COVID-19: les prix des véhicules usagés vont-ils écoper?
La pandémie de COVID-19 touche durement le monde de l’automobile, particulièrement les concessionnaires. S’il a été beaucoup question de la forte baisse des ventes de véhicules neufs depuis le début de la crise en Amérique du Nord, les véhicules usagés en prennent pour leur rhume eux aussi.
D’une part, il faut penser à tous ces véhicules qui atterrissent dans les cours de concessionnaires après une location. À l’heure actuelle, certains clients remettent leur voiture parce que leur contrat les oblige à le faire, sans nécessairement repartir avec une autre.
Plusieurs vont profiter des extensions de baux offertes par des constructeurs tels que Hyundai et Mazda. Selon certaines estimations, de 35 000 à 40 000 véhicules loués devaient retourner sur le marché canadien chaque mois entre mars et juin. Il faut donc prévoir des retours massifs cet été, ce qui pourrait affecter la valeur des véhicules d’occasion.
D’un autre côté, les particuliers qui souhaitaient vendre leur voiture ou leur camion ce printemps doivent changer leur plan, car les acheteurs potentiels sont quasi inexistants. Qui veut en effet aller inspecter un véhicule sans avoir la certitude qu’il a été bien désinfecté?
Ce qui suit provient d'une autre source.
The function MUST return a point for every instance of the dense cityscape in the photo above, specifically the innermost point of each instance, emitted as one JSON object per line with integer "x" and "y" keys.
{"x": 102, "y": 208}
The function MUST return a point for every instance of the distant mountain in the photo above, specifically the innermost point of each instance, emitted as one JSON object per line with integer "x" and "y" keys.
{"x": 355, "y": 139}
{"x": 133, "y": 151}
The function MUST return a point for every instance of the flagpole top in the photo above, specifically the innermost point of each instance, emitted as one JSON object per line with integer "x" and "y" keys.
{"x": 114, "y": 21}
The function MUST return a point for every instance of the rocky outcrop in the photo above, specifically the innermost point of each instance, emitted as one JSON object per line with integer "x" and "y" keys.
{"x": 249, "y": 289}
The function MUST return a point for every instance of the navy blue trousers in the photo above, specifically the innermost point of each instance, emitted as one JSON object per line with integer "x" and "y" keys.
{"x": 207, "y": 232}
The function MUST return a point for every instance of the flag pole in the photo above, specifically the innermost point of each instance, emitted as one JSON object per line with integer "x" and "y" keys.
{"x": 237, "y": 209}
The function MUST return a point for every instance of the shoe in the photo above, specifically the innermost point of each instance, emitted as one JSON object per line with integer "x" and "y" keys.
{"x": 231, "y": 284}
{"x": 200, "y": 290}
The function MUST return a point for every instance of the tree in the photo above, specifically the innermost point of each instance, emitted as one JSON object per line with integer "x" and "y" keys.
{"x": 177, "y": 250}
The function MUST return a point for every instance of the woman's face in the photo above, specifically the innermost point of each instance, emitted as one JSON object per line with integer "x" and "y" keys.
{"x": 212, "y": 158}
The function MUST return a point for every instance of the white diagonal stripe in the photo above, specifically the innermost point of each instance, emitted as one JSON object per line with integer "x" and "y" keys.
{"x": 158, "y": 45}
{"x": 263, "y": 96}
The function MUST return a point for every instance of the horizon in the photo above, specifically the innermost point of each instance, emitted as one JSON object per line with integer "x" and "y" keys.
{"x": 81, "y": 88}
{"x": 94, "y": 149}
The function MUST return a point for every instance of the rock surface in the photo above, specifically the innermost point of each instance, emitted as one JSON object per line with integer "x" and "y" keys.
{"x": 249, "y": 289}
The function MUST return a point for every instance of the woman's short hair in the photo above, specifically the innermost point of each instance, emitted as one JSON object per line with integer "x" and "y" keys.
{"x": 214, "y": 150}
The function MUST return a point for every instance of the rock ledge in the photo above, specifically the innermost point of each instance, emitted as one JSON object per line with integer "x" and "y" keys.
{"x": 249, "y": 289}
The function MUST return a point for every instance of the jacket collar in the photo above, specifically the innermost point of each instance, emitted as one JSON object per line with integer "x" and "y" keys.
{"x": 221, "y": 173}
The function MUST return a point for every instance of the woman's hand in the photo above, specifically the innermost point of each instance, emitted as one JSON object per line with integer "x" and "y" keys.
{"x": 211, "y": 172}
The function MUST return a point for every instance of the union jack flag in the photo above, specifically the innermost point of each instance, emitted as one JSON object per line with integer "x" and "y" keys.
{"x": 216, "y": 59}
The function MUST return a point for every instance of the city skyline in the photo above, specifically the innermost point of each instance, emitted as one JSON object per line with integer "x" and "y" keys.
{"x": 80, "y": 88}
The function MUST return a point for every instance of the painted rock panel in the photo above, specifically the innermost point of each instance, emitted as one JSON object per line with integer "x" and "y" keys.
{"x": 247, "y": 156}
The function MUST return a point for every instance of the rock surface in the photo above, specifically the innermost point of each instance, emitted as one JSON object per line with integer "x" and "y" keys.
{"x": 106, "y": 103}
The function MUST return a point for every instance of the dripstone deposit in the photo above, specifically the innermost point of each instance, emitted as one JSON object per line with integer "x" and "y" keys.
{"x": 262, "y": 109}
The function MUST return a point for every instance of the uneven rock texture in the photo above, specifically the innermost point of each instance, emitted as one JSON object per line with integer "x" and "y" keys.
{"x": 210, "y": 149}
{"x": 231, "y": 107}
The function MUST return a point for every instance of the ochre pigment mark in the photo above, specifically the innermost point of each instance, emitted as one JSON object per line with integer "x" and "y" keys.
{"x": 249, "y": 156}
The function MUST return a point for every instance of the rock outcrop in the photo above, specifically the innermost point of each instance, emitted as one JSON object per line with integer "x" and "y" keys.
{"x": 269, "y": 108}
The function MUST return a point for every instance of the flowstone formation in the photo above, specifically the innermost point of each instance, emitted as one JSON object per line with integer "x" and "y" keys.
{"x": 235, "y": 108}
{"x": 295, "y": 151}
Ou acheter un modèle possiblement avec quelques problèmes mécaniques ou électroniques sans en faire l’essai?
Mais surtout, la Société de l’assurance automobile du Québec (SAAQ) se limite actuellement aux services essentiels pour les conducteurs qui travaillent dans les secteurs d’activité jugés prioritaires par le gouvernement. Le transfert de véhicules entre particuliers n’est donc plus possible pour l’instant.
De toute évidence, le nombre de véhicules d’occasion disponibles sur le marché va augmenter considérablement à la sortie de la crise. Certains vont aussi être un peu plus pressés de s’en départir, ce qui risque fort encore une fois de faire baisser les prix.